The tragedy is a problem not, or rarely, encountered in a free market with private property.

So, if that's the point the rcrary is attempting to make, he's going about it poorly.

I thought the article was a great look at the way teams and baseball are forcing themselves to spend more money than necessary through the restrictions they continue to place themselves under.
rweiler
4/04
Matt Cain would have been a free agent at the end of the 2012 season, so he wasn't years away from free agency. The Giants signed him to a 5 year deal because whatever talent they had in the minors is either in the big leagues now, or will be in a year or 2. They have a window of about 4 years where Bumgarner, Posey, Sandoval, Belt, and Gary Brown won't be free agent eligible, and where 4 big contracts, Zito, Rowand, Huff, and Freddy Sanchez, will be coming off the books. They don't currently have anybody in the minors that could replace Matt Cain. Given that situation, it makes sense to give some of the money they are saving by paying below market salaries to Posey, Sandoval, Belt, and Bumgarner to Matt Cain and Tim Lincecum in order to field a playoff contending team for the next 4 years.
mattidell
4/04
I think bwilhoite's comment should be given space outside of the downvoted thread.
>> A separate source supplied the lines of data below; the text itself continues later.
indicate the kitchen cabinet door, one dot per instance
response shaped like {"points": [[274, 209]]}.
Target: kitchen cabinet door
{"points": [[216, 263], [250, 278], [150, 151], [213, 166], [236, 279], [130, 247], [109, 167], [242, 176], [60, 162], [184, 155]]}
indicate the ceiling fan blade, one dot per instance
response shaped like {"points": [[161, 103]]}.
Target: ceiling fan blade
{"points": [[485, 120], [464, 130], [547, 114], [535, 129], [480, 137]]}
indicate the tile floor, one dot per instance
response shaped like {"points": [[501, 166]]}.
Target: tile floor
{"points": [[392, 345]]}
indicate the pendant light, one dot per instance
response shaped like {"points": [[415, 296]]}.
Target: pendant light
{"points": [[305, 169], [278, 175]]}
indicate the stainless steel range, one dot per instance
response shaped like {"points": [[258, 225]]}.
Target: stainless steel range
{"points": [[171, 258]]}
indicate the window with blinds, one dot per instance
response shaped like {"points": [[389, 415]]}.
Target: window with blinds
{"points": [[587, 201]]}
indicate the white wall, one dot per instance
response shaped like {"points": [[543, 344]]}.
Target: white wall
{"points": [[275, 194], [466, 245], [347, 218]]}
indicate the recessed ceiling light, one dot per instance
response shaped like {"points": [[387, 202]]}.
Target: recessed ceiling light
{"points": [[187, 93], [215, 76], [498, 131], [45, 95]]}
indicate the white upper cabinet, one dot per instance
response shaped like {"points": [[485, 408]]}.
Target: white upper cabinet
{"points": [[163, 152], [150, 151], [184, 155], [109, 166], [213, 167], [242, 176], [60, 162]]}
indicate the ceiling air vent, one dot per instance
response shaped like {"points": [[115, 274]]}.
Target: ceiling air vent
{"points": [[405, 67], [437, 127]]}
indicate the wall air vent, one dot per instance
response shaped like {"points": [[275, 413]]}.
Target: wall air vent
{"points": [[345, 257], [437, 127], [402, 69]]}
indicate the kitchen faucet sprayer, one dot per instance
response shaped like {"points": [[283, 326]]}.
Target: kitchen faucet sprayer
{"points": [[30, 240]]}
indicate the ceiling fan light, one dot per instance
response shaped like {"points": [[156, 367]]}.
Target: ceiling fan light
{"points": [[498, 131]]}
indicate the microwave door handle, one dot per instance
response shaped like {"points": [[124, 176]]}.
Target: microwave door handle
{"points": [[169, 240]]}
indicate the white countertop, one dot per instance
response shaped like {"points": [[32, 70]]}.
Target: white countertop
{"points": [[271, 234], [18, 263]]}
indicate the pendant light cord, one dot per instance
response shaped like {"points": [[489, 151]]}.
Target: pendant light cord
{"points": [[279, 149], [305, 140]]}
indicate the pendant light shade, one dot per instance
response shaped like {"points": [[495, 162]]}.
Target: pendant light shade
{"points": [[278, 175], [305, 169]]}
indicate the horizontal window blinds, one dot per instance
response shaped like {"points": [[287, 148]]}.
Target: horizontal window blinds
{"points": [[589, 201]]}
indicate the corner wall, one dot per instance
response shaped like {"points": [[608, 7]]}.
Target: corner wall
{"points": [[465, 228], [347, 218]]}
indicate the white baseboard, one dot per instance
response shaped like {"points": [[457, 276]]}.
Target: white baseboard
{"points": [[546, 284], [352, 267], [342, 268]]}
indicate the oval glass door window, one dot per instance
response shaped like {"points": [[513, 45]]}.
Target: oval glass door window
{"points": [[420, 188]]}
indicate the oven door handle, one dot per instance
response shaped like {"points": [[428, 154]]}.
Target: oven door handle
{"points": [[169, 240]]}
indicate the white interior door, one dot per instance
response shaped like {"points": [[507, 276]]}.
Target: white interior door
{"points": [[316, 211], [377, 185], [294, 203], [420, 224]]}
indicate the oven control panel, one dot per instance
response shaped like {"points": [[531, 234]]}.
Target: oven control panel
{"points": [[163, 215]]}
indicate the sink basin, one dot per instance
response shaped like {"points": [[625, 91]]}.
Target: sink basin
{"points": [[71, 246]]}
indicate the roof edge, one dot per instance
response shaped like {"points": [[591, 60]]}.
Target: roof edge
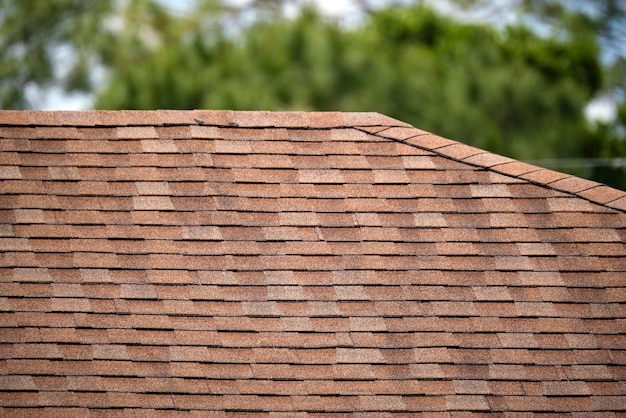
{"points": [[370, 122], [591, 191], [226, 118]]}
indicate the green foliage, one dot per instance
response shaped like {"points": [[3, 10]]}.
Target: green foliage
{"points": [[509, 91], [37, 36]]}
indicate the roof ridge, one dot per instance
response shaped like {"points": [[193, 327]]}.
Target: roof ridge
{"points": [[370, 122], [217, 118], [591, 191]]}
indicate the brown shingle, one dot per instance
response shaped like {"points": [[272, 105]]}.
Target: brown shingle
{"points": [[298, 263]]}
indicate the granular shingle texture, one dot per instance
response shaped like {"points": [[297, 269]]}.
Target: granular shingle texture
{"points": [[299, 264]]}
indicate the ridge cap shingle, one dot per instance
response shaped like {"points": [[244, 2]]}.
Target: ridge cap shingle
{"points": [[384, 127], [591, 191], [218, 118]]}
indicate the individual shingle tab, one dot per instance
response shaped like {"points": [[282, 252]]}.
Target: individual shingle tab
{"points": [[298, 264]]}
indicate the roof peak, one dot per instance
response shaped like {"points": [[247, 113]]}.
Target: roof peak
{"points": [[369, 122]]}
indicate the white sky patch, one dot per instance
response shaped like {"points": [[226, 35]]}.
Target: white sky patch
{"points": [[602, 109]]}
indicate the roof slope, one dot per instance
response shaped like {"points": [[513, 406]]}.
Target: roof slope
{"points": [[315, 263]]}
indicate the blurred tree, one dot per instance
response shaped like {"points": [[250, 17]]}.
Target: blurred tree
{"points": [[48, 43], [508, 90]]}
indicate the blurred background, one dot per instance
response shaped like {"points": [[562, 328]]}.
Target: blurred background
{"points": [[538, 80]]}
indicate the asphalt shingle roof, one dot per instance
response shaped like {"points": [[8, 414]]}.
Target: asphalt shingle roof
{"points": [[222, 262]]}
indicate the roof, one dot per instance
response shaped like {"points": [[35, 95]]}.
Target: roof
{"points": [[298, 263]]}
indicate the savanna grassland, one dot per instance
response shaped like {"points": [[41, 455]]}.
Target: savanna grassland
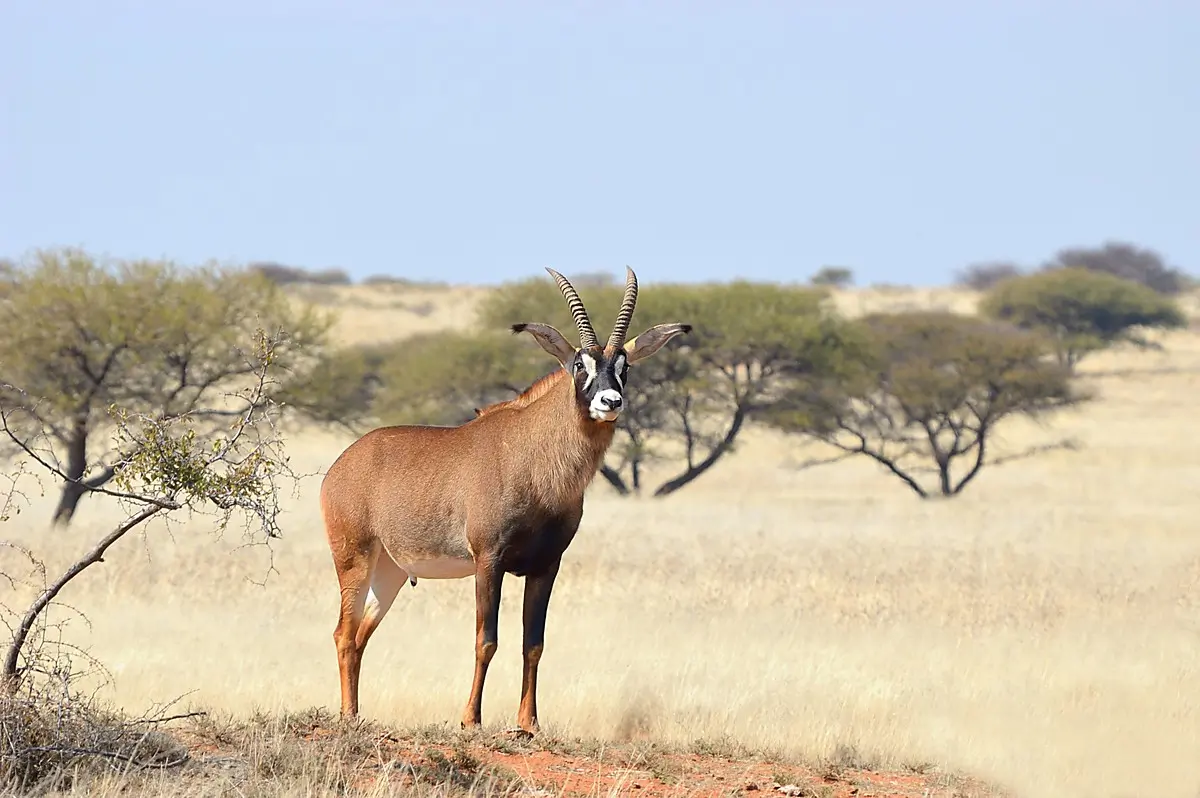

Colin makes a good point about the consequences of these types of contracts. However, labeling these consequences "Tragedy of the Commons" is so inappropriate, I don't know how much irony was intended. I'm not trying to be political here, but the tragedy is that there was so much central planning in how to shape the "market" for free agents that teams have so few choices to make.
rweiler
4/04
Tragedy of the commons doesn't occur with public ownership of resources either. What matters is the ability to restrict access to the common resource so it can't be depleted through over use, not who has that power. In any event, I don't believe that salaries in baseball fit a 'tragedy of the commons' model. The problem isn't 'over grazing' of the free agent pool, the problem, if there is one, is that there are very few people that have the skills that Matt Cain and Joey Votto have, and that there is a lot of money to be made by having exclusive rights to those abilities. Changing the size of the free agent pool wouldn't create more players with those abilities, though it should increase market efficiency. In fact, it's entirely likely that the salaries of the Matt Cain's and Joey Votto's of the world would be even higher if every player was signed to a one year contract because the owner would be protected against the possibility of a career ending injury before the end of the contract, and the player would have to secure a bigger payday for one year as insurance against that same possibility. FWIW, the 'steroid era' was the result of a individual players trying to address that scarcity by increasing the size of the pool of exceptional athletes. Of course, if they are available to everybody, and raises every users abilities to the same degree, nothing has really changed. Finally, MLB doesn't really want an efficient market. If the market was truly efficient, the large market teams would have all the exceptional players due to increased ability to pay. 1/2 the teams in MLB would be relegated to the minor leagues. That might well be the efficient, profit maximizing arrangement, but it wouldn't make fans of the Pirates, Twins, Royals, and 1/2 dozen other teams very happy.
rweiler
4/04
One more thought; the other way to address the market efficiency issue and still make it possible for the 'small market' teams to stay competitive in a world where every player is a free agent would be to increase the number of teams in 'large markets' so that the pool of disposable income in every team's market is roughly equal. NYC might well have 5 teams, for example. You can imagine how enthusiastic the Steinbrenners and Wilpons would be about that solution.